Lil’ Bit’s Heart of Christmas

Joey's second Christmas without his parents looks just as bleak as the
first. Although the people at the Home are kind and take good care of him, it's just not the same as having a real Mom and Dad. His baby sister may get a new family for Christmas--but will he? When Joey runs away from the Home on Christmas Eve, he discovers he has some very special friends
looking out for him. One is an old homeless man...and the others come from the North Pole.

ISBN 0-9679775-3-3
Tattersall Publishing $9.95


A phrase I remember most of all from my mother is “Don't forget the real reason why we have Christmas.” In Lil' Bit's Heart of Christmas there is a song that my wife wrote as a children's lullaby.

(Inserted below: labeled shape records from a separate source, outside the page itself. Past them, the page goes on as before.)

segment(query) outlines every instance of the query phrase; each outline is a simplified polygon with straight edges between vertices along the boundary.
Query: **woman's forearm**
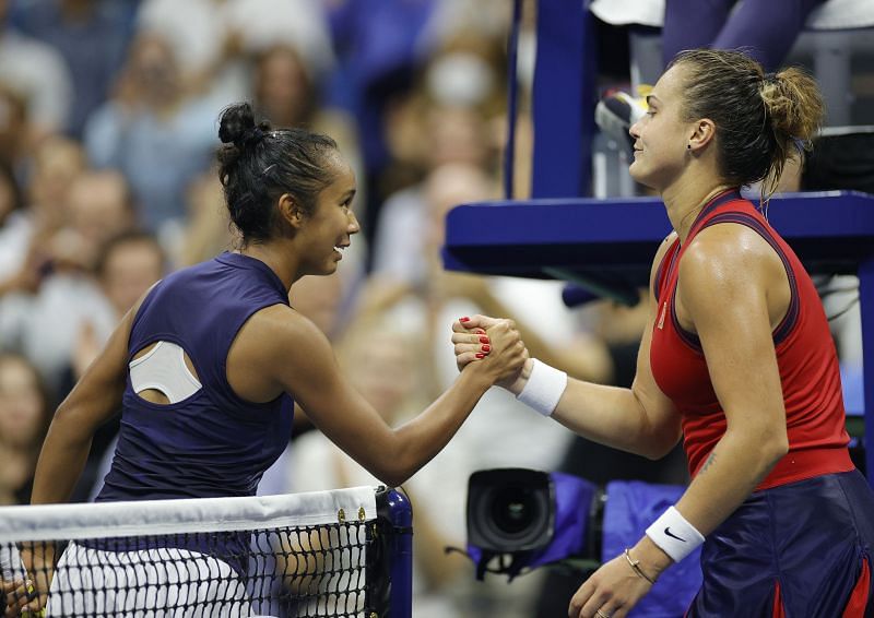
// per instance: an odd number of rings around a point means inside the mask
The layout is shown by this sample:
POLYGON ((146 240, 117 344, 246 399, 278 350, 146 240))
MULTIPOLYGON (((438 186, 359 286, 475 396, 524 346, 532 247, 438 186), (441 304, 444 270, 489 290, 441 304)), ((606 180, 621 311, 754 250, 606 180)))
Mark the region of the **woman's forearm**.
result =
POLYGON ((91 433, 58 413, 36 464, 32 504, 66 502, 75 488, 91 451, 91 433))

I added a Christmas chorus, thinking about a mockingbird in an olive tree outside the stable where Jesus was born, and that's how the bird learned to sing his song.
Sara Hickman recorded it in 2001 and retitled it “The Reason We Have Christmas in the World.”

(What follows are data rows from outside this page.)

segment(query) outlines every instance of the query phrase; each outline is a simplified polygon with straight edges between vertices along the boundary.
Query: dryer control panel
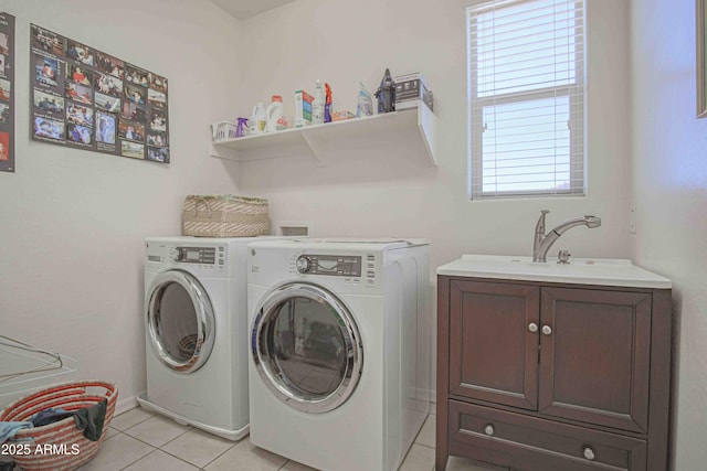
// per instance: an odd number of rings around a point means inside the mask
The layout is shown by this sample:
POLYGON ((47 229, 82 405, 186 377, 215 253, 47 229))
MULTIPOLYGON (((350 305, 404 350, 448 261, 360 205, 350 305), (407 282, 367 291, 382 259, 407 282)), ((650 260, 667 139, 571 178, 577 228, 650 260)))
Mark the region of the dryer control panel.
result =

Christmas Eve 1975 was the first together for my wife and me. A child ran away from the Denton orphanage across the street from where we lived. It was a tense few hours, as the weather was going to be freezing, but the child was found safe. The origins of Lil' Bit go back to a green hobo Top Hat on a 6-foot-2 leprechaun, while having coffee in Tiny Naylor's Westwood (L.A.), California coffee shop. I drew comics of this kid for free meals and signed my pen name, “Billy James Cameron,” at the bottom of each. I thought it should say a “lil' bit” more than Peanuts: Why not have internationally diverse kids facing everyday conflicts without words, only the silence of their facial expressions, about what matters most in their world?

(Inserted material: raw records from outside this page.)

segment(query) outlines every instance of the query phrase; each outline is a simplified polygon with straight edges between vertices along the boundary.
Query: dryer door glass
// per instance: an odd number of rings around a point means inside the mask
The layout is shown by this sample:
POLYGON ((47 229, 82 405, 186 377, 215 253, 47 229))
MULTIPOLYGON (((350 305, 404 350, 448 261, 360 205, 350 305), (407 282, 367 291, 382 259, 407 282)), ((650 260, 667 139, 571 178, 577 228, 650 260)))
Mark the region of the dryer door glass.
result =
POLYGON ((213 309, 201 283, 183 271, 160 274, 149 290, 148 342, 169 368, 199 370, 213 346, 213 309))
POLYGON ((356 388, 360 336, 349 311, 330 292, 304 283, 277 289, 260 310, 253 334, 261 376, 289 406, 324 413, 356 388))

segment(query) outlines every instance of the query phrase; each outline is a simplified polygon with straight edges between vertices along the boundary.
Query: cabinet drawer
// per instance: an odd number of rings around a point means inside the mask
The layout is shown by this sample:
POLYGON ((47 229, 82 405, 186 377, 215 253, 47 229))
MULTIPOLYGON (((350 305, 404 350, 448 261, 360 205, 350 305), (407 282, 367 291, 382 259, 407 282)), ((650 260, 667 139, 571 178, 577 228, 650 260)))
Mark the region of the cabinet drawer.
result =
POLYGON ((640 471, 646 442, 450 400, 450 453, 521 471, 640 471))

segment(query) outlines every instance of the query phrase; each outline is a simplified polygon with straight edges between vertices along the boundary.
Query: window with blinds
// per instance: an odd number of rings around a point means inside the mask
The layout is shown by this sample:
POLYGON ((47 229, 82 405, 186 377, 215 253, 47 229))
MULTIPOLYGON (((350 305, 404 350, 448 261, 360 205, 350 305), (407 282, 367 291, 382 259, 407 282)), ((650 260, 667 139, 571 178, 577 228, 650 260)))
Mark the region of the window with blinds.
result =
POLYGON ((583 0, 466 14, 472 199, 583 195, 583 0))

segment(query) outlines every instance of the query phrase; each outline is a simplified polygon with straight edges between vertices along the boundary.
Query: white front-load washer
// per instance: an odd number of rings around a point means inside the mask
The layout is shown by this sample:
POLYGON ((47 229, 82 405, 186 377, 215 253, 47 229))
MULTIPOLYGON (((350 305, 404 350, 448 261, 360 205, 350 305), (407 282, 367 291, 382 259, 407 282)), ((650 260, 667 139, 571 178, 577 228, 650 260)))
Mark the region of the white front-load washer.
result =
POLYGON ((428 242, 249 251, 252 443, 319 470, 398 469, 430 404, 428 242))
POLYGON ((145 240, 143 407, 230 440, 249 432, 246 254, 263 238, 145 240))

I parked cars back then, in 1970. One tenant saw my poetry, lyrics, and cartoon stuff and advised me to write a Christmas tale. His name was Mr. Jerome Kern. That same holiday season, I cut off the top of a penthouse tenant's Christmas tree, which otherwise wouldn't fit. I took the remnant downstairs, poked it into a Coca-Cola bottle, and wrote a one-page lyric prose-poem of a child runaway finding such a treetop cut off and discarded. When poked in the ground of a secret and sacred hideout behind bushes beside a church steeple wall, it magically grows into fullness and becomes brightly decorated. I gave a copy of it as a gift to each tenant who tipped me. One lady, “Dotty Stern,” read it and wept. She and her escort asked permission to show it to their friend, Charles Schulz.

This was back in 1970. I didn't get Lil' Bit published untill 2002, although my unpublished manuscripts were copyrighted into the Library of Congress in 1999 and 2000.